How well that actually works will depend on how closely coincident the diaphragms of the two microphones on each side are placed, and how close the phase and frequency responses of each microphone are to each other. In a real world situation, a less than perfect coincident alignment of the microphones (inevitable to some degree) will produce some phase interaction at very short wavelengths that corresponds to the (small) offset distance between diaphragms. That is likely to be heard as either a somewhat dull or more shimmery high frequency treble when both pairs are used together at a near equal mix ratio. In addition to that, inherent phase and response differences between the cardioid and omni will alter the shape of the resulting pattern somewhat in the range where they differ, in addition to altering tonal response somewhat as the ratio between the two pairs is adjusted.

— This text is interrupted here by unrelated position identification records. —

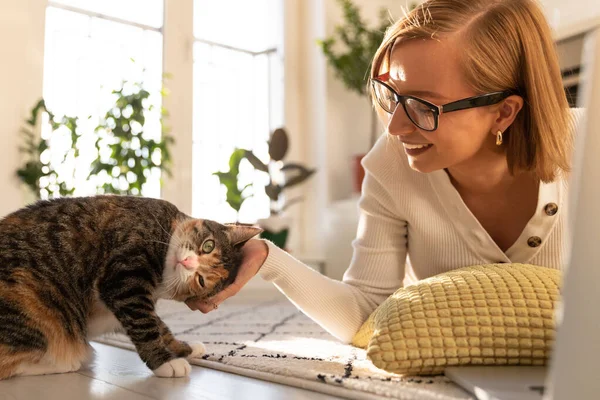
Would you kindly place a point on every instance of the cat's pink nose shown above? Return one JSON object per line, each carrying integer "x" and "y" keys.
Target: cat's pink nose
{"x": 187, "y": 262}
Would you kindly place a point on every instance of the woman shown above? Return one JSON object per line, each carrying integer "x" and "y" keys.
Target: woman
{"x": 472, "y": 169}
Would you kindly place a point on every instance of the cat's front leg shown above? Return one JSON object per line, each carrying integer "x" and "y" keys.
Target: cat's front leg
{"x": 180, "y": 348}
{"x": 129, "y": 298}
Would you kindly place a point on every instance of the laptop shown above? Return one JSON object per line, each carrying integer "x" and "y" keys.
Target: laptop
{"x": 572, "y": 371}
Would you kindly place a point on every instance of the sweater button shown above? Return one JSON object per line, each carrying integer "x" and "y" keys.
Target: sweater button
{"x": 534, "y": 241}
{"x": 550, "y": 209}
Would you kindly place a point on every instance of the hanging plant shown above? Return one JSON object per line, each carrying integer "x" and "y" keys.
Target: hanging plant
{"x": 37, "y": 172}
{"x": 235, "y": 195}
{"x": 125, "y": 155}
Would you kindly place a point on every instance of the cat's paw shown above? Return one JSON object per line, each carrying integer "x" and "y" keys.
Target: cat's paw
{"x": 198, "y": 349}
{"x": 173, "y": 369}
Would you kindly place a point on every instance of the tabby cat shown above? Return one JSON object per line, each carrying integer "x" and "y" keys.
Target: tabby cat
{"x": 72, "y": 269}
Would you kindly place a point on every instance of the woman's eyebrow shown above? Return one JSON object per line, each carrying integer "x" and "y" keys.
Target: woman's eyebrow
{"x": 426, "y": 93}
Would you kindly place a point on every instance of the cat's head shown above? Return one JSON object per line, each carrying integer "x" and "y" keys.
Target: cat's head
{"x": 204, "y": 257}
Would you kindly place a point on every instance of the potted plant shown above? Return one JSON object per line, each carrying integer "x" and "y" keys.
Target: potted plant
{"x": 349, "y": 51}
{"x": 282, "y": 176}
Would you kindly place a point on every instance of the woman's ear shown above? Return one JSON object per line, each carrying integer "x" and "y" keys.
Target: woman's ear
{"x": 508, "y": 111}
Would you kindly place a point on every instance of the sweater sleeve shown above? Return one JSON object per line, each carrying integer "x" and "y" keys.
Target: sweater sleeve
{"x": 378, "y": 261}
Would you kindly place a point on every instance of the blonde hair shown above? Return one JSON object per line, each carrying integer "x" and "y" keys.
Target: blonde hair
{"x": 507, "y": 45}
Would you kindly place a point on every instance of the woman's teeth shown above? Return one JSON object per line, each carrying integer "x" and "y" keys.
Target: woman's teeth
{"x": 416, "y": 146}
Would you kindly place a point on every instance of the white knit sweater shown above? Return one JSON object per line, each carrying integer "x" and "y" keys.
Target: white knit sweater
{"x": 411, "y": 226}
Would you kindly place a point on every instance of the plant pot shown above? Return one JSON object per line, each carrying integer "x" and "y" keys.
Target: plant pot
{"x": 276, "y": 229}
{"x": 359, "y": 172}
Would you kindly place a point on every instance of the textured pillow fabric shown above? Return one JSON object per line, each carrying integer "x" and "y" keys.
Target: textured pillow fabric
{"x": 497, "y": 314}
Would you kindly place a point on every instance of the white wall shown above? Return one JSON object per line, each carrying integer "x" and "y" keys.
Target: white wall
{"x": 22, "y": 48}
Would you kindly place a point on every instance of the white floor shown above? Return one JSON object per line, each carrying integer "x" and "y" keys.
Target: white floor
{"x": 119, "y": 374}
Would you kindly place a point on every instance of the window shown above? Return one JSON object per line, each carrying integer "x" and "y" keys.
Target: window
{"x": 238, "y": 98}
{"x": 91, "y": 47}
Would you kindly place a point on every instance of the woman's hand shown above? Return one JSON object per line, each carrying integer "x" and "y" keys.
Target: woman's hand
{"x": 255, "y": 253}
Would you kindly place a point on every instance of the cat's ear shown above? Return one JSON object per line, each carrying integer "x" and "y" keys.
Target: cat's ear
{"x": 239, "y": 234}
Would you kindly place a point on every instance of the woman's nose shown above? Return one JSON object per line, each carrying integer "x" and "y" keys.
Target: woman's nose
{"x": 399, "y": 124}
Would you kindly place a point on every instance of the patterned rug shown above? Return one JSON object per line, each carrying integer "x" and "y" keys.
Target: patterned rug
{"x": 274, "y": 341}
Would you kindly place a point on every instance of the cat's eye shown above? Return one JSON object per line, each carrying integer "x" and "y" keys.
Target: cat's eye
{"x": 208, "y": 246}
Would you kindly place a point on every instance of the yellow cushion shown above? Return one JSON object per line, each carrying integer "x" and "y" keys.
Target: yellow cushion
{"x": 501, "y": 314}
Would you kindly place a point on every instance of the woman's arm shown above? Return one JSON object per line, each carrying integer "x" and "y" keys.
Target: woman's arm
{"x": 377, "y": 267}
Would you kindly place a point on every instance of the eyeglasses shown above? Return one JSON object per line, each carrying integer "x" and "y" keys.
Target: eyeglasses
{"x": 426, "y": 115}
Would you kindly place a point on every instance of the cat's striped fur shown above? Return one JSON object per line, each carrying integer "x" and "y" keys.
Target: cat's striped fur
{"x": 77, "y": 267}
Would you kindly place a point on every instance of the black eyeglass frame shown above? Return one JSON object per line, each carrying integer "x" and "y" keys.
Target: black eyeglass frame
{"x": 463, "y": 104}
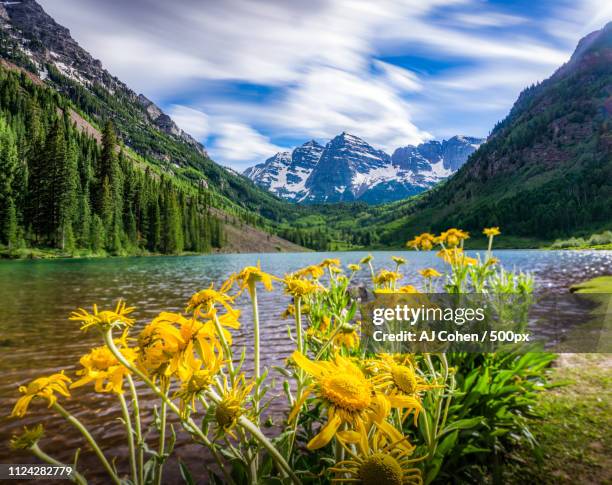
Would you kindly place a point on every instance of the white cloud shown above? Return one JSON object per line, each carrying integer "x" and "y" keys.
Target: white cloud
{"x": 322, "y": 58}
{"x": 193, "y": 121}
{"x": 238, "y": 142}
{"x": 329, "y": 101}
{"x": 489, "y": 19}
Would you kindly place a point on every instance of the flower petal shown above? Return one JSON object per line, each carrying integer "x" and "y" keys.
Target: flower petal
{"x": 326, "y": 434}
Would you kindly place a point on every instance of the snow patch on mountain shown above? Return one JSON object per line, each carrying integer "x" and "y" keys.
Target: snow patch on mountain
{"x": 348, "y": 168}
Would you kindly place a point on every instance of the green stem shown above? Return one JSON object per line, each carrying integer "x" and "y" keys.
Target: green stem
{"x": 162, "y": 436}
{"x": 75, "y": 476}
{"x": 330, "y": 339}
{"x": 137, "y": 429}
{"x": 130, "y": 436}
{"x": 298, "y": 323}
{"x": 92, "y": 442}
{"x": 224, "y": 344}
{"x": 189, "y": 425}
{"x": 253, "y": 293}
{"x": 256, "y": 363}
{"x": 300, "y": 372}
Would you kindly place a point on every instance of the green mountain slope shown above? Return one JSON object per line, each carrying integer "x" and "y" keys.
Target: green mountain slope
{"x": 31, "y": 40}
{"x": 545, "y": 171}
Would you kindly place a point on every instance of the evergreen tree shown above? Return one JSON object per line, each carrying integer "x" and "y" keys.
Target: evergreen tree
{"x": 8, "y": 168}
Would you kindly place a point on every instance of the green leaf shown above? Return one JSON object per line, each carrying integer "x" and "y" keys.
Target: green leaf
{"x": 186, "y": 474}
{"x": 463, "y": 424}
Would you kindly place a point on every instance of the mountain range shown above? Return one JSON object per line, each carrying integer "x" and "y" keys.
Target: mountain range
{"x": 347, "y": 169}
{"x": 545, "y": 171}
{"x": 34, "y": 44}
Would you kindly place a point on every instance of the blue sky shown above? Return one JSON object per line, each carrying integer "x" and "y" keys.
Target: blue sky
{"x": 249, "y": 78}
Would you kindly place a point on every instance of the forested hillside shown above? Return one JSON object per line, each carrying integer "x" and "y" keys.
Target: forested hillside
{"x": 545, "y": 171}
{"x": 61, "y": 188}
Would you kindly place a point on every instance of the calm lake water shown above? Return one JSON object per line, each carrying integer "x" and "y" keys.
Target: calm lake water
{"x": 36, "y": 337}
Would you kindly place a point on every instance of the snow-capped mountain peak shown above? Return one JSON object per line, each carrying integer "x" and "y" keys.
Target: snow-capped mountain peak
{"x": 348, "y": 168}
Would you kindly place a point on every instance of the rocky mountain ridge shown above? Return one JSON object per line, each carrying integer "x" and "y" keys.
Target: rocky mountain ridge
{"x": 347, "y": 168}
{"x": 26, "y": 27}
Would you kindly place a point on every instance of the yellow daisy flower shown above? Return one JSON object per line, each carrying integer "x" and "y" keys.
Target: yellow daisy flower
{"x": 28, "y": 438}
{"x": 249, "y": 276}
{"x": 349, "y": 396}
{"x": 233, "y": 403}
{"x": 456, "y": 257}
{"x": 383, "y": 460}
{"x": 203, "y": 301}
{"x": 102, "y": 368}
{"x": 396, "y": 377}
{"x": 347, "y": 337}
{"x": 398, "y": 260}
{"x": 300, "y": 288}
{"x": 104, "y": 318}
{"x": 43, "y": 387}
{"x": 429, "y": 273}
{"x": 330, "y": 262}
{"x": 312, "y": 271}
{"x": 159, "y": 342}
{"x": 196, "y": 375}
{"x": 366, "y": 259}
{"x": 425, "y": 241}
{"x": 386, "y": 278}
{"x": 452, "y": 237}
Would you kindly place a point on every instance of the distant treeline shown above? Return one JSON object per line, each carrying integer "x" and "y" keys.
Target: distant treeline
{"x": 62, "y": 188}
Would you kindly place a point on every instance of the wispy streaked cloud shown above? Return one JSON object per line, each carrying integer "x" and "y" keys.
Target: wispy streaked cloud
{"x": 249, "y": 78}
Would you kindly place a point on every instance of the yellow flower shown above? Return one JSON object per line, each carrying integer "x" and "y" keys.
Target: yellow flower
{"x": 386, "y": 278}
{"x": 347, "y": 337}
{"x": 425, "y": 241}
{"x": 159, "y": 342}
{"x": 249, "y": 276}
{"x": 453, "y": 237}
{"x": 203, "y": 301}
{"x": 28, "y": 438}
{"x": 196, "y": 375}
{"x": 383, "y": 460}
{"x": 366, "y": 259}
{"x": 492, "y": 261}
{"x": 408, "y": 289}
{"x": 396, "y": 377}
{"x": 102, "y": 367}
{"x": 491, "y": 231}
{"x": 429, "y": 273}
{"x": 347, "y": 394}
{"x": 300, "y": 288}
{"x": 289, "y": 312}
{"x": 43, "y": 387}
{"x": 398, "y": 260}
{"x": 313, "y": 271}
{"x": 104, "y": 319}
{"x": 329, "y": 262}
{"x": 233, "y": 402}
{"x": 456, "y": 256}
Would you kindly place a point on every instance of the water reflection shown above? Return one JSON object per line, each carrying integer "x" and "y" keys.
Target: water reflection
{"x": 36, "y": 337}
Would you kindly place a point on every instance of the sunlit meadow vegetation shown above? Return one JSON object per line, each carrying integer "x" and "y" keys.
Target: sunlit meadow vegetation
{"x": 350, "y": 415}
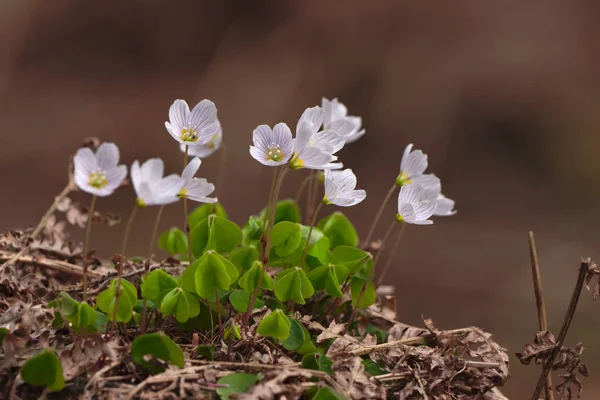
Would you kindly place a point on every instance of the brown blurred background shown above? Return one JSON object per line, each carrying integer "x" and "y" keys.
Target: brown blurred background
{"x": 502, "y": 95}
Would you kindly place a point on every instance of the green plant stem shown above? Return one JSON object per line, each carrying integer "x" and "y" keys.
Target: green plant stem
{"x": 383, "y": 242}
{"x": 386, "y": 200}
{"x": 128, "y": 230}
{"x": 218, "y": 301}
{"x": 119, "y": 266}
{"x": 86, "y": 244}
{"x": 312, "y": 225}
{"x": 186, "y": 224}
{"x": 391, "y": 257}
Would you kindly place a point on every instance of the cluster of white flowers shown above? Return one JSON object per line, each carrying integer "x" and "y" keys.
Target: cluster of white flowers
{"x": 200, "y": 135}
{"x": 420, "y": 195}
{"x": 321, "y": 132}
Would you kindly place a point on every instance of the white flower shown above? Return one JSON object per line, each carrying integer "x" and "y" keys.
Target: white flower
{"x": 205, "y": 150}
{"x": 413, "y": 207}
{"x": 412, "y": 166}
{"x": 336, "y": 117}
{"x": 99, "y": 173}
{"x": 314, "y": 149}
{"x": 150, "y": 186}
{"x": 196, "y": 188}
{"x": 195, "y": 127}
{"x": 340, "y": 188}
{"x": 272, "y": 147}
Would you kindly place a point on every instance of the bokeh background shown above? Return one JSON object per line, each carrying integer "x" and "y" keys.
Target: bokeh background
{"x": 502, "y": 95}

That first part is all about how close the two microphones can be positioned to each other on each side. In regard to the second part, just be aware that there will be some change in frequency response as well as some minor pattern alteration with frequency as the ratio between the two are adjusted in the mix. To reduce that influence you could EQ each pair so that they have a very similar response prior to combining them.
Because the two microphones on each side being mixed together are pointed the same way [edit- and mostly even if not, since one is an omni], the angle of the virtual pickup pattern produced as a result of the mix of the two will not differ from the direction the cardioid was pointed. You just morph between omni and cardioid patterns while retaining the original angle of the cardioid. [more edit- if you find the mix of the two sounds a bit more "dull" in the high frequency region than either alone, that may be due to some destructive cancellation at high frequencies from the microphone capsules being close yet not perfectly coincident. In that case it may help to either cut the highs in one and boost in the other to compensate, thus eliminating the interference.. or to point the two microphones differently from each other while keeping them as close to each other as possible]
As always, the proof of the pudding is in the eating. You really need to try it and listen to decide if its achieving what you want. This approach attempts to minimize potential problems by placing the additional microphones as close as possible to the first pair, while the opposite approach of spacing them differently attempts to minimize potential problems by getting the additional microphones sufficiently far enough apart from each other (but for other reasons not overly far). The decision of which is better will come down to whether the sound of the interaction of the two differently spaced pairs dancing with each other appeals to your sense of what the organ should sound like in the recording or not. Forget about time of arrival and all the other theoretical stuff when listening back and determining which approach sounds most right.